Para el Urban Dictionary
*Balling*
To full of money, To be rich.


Tal vez te suene a chino Azt, pero asi cambian los dichos. 
Te acuerdas cuando  _off the hook_ quería decir exonerado?


----------



## k-in-sc

Moritzchen said:


> Te acuerdas cuando  _off the hook_ quería decir exonerado?


Does it not anymore? What does it mean now? :S
(And yes, that definition of "balling" was exactly what I had in mind.)


----------



## Moritzchen

Very cool or excellent.


----------



## k-in-sc

Hmm, I've never heard ''off the hook'' to mean that. "Off the chain,'' meaning ''gone berserk'' ...? Or maybe I just need to get out more


----------



## eli-chi

k-in-sc said:


> Does it not anymore? What does it mean now? :S
> (And yes, that definition of "balling" was exactly what I had in mind.)
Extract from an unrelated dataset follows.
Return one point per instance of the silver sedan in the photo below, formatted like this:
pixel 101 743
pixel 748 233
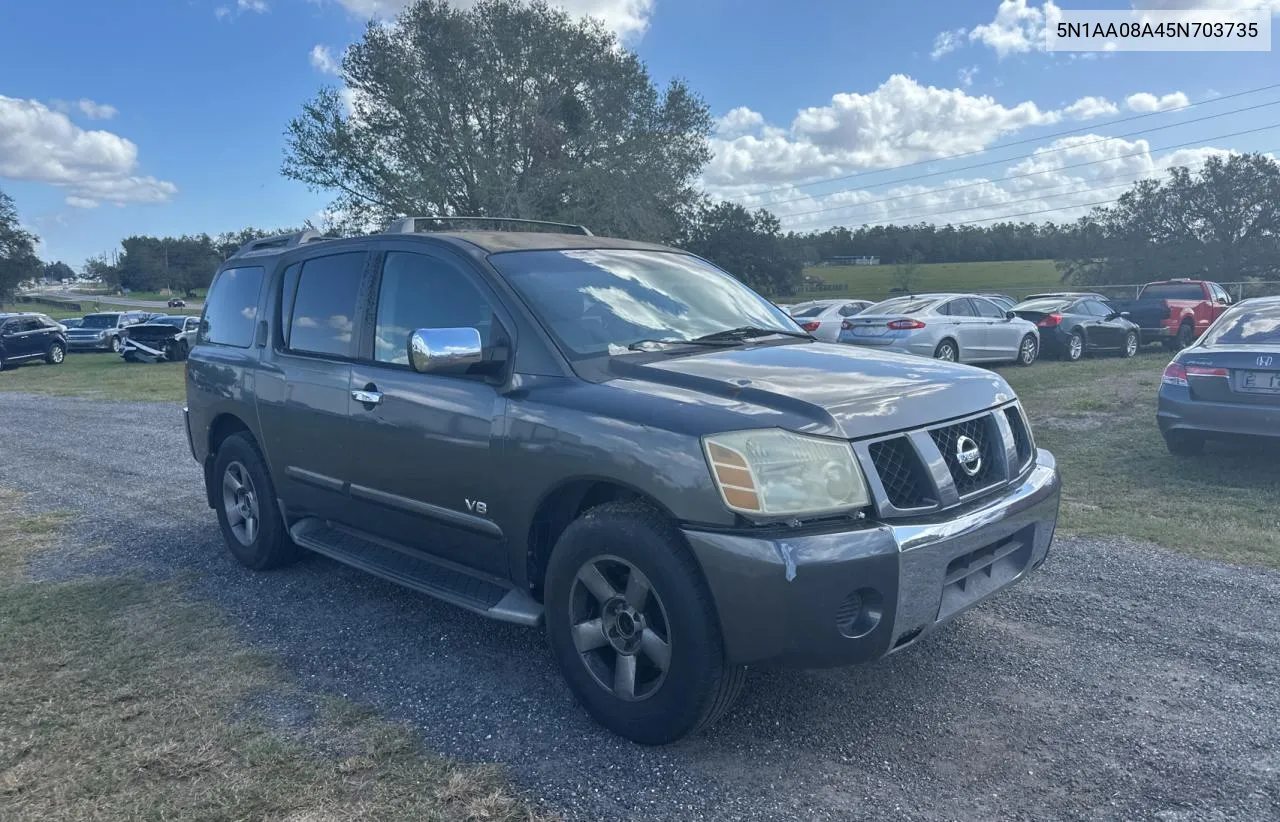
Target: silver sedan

Esto dice un diccionario, Karen.
*off the hook* 1 informal no longer in difficulty or trouble : I lied to get him off the hook. 2 (of a telephone receiver) not on its rest, and so preventing incoming calls.


----------



## Moritzchen

Yes K, it's like off the chain, or off the heezy, again from the Online Slang Dict.

*adjective*


very good, excellent; COOL. Also many variations such as *off the heezy*, *off the fa-sheezy*, *off the clock*, etc.
Yo man, that movie was off the hook!​See more words meaning: good, okay, cool, awesome, fun
It's used a lot at least in this part of the country by people who are way cooler than me. 

Eli, acá está toda la letra de la canción. Me parece que tratar de entenderla con la ayuda del Collins o el Appleton´s únicamente, sería como tratar de arreglar el colisionador de hadrones con un destornillador magnetizado.


----------



## k-in-sc

eli-chi said:


> Esto dice un diccionario, Karen.
> *off the hook* 1 informal no longer in difficulty or trouble : I lied to get him off the hook. 2 (of a telephone receiver) not on its rest, and so preventing incoming calls.


Yeah, that's how I would still use it. But I don't know the cool people, like Moritzchen does ...


----------



## Moritzchen

Moritz doesn´t know many cool people (he spends a lot of time in the WR Forum) but lives in Hollywood where there are a lot of posers who master the latest lingo.


----------



## aztlaniano

Moritzchen said:


> .
> Te acuerdas cuando _off the hook_ quería decir exonerado?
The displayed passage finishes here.